I was fortunate to attend two sessions at InfoCamp on technical content strategy and taxonomy.
The first was led by Bram Wessel, Experience Strategist and Principal at Factor and Gary Carlson, taxonomist extraordinaire and Principal at Gary Carlson Consulting. Bram and Gary have teamed up on a number of recent projects which seems a really organic fit.
You can check out a PDF of the presentation here, but one of the things I really got out of it was that Bram and Gary work together on design projects because “the whole martini has to taste good.”
Meaning that the components that they term Technical Content Strategy – Taxonomy, Metadata, Search, Systems Integration and Performance Optimization all have to work together to provide the most effective user experience.
I was especially thrilled to be reminded of the value of personas when developing requirements. I think as I am enmeshed in the day to day of the DAM system I manage, I forget that I can easily explain personas to our client and make headway in having a better decision making tool for system changes on metadata fields and taxonomy.
Gary gave another presentation on Sunday at InfoCamp on Avoiding the Autobiographical Taxonomy. Link to PPT is here under Taxonomy Bootcamp 2011. He starts with an example of John Cusack in the film High Fidelity talking about organizing his personal record collection not alphabetically nor chronologically, but autobiographically.
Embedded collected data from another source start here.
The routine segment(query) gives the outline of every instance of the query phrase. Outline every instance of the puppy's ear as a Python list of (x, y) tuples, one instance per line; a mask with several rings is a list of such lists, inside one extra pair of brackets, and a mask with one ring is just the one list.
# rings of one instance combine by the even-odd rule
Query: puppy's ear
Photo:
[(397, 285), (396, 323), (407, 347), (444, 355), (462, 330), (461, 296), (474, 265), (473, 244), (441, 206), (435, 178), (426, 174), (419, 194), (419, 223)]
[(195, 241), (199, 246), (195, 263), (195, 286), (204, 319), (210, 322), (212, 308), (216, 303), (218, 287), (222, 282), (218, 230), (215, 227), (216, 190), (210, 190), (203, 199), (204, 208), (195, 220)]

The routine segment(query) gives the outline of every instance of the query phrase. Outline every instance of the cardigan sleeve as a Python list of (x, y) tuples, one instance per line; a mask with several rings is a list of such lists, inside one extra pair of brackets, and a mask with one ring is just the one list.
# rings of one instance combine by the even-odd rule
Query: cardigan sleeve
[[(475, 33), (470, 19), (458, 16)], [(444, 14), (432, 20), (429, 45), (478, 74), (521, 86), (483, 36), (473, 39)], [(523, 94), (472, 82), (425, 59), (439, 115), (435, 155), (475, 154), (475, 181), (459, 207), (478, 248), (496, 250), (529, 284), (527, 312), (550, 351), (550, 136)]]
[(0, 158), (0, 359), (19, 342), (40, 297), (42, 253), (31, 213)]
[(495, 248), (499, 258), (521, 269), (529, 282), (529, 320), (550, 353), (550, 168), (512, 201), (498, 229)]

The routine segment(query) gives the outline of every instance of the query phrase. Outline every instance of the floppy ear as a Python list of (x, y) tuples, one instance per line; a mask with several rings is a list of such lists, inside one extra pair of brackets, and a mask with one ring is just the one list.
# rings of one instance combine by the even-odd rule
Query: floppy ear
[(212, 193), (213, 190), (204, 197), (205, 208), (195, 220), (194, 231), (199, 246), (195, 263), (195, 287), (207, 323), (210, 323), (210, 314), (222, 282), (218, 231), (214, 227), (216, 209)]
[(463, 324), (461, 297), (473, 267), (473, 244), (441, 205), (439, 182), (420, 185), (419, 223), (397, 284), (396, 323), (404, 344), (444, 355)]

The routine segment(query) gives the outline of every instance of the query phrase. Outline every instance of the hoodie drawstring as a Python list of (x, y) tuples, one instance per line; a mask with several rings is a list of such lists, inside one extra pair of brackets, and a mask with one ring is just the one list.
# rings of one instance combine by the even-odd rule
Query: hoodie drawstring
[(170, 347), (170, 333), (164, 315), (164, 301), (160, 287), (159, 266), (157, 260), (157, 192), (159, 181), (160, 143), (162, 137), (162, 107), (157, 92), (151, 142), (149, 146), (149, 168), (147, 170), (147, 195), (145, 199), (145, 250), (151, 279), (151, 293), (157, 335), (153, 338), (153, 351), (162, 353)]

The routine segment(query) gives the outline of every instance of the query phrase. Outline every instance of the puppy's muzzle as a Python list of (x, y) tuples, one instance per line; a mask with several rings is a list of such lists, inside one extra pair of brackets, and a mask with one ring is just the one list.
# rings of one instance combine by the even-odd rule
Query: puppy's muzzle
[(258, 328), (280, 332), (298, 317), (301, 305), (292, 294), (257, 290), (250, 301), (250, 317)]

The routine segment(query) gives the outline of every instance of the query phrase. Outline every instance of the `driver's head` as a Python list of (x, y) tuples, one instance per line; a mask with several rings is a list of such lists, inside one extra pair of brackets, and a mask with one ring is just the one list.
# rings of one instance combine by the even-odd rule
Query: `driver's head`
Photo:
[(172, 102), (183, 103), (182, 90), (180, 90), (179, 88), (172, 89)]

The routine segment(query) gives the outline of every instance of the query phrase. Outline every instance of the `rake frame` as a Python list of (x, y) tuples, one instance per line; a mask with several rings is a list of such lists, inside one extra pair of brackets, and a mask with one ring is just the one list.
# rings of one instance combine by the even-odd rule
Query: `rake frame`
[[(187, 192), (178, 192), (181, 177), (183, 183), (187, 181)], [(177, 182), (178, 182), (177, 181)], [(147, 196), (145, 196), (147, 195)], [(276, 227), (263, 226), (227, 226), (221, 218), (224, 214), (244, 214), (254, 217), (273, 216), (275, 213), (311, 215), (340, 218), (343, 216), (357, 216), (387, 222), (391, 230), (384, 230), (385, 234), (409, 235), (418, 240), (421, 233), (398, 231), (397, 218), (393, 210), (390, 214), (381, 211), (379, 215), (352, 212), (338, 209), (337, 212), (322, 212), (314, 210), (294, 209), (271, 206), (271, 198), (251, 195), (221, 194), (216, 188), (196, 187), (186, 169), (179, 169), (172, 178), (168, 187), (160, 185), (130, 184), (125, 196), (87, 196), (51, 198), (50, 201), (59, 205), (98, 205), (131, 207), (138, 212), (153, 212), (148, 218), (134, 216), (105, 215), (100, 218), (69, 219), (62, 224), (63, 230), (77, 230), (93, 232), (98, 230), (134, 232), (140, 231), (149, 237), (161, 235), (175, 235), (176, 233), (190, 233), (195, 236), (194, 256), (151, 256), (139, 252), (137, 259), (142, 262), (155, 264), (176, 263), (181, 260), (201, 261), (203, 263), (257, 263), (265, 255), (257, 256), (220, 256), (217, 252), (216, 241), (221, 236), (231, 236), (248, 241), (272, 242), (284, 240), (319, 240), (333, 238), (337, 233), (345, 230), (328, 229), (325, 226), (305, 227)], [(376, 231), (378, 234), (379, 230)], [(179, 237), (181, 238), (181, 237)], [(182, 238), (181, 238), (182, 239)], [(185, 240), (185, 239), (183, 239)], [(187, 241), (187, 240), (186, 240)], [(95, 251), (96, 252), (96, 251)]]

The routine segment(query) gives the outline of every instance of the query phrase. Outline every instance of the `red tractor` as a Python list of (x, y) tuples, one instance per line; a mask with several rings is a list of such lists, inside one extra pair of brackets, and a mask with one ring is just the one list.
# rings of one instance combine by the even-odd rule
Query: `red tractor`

Essentially, this means that if you are designing a taxonomy for a website, design it for the end users not for yourself nor even for the company or organization who owns the site.
Both presentations reminded me of the importance of evaluating search logs to promote and add terms, not making assumptions, providing user education and adding value.
If you’re lucky enough to be in Washington, DC at Taxonomy Bootcamp 2012, you can check out Gary Carlson’s presentation there right now.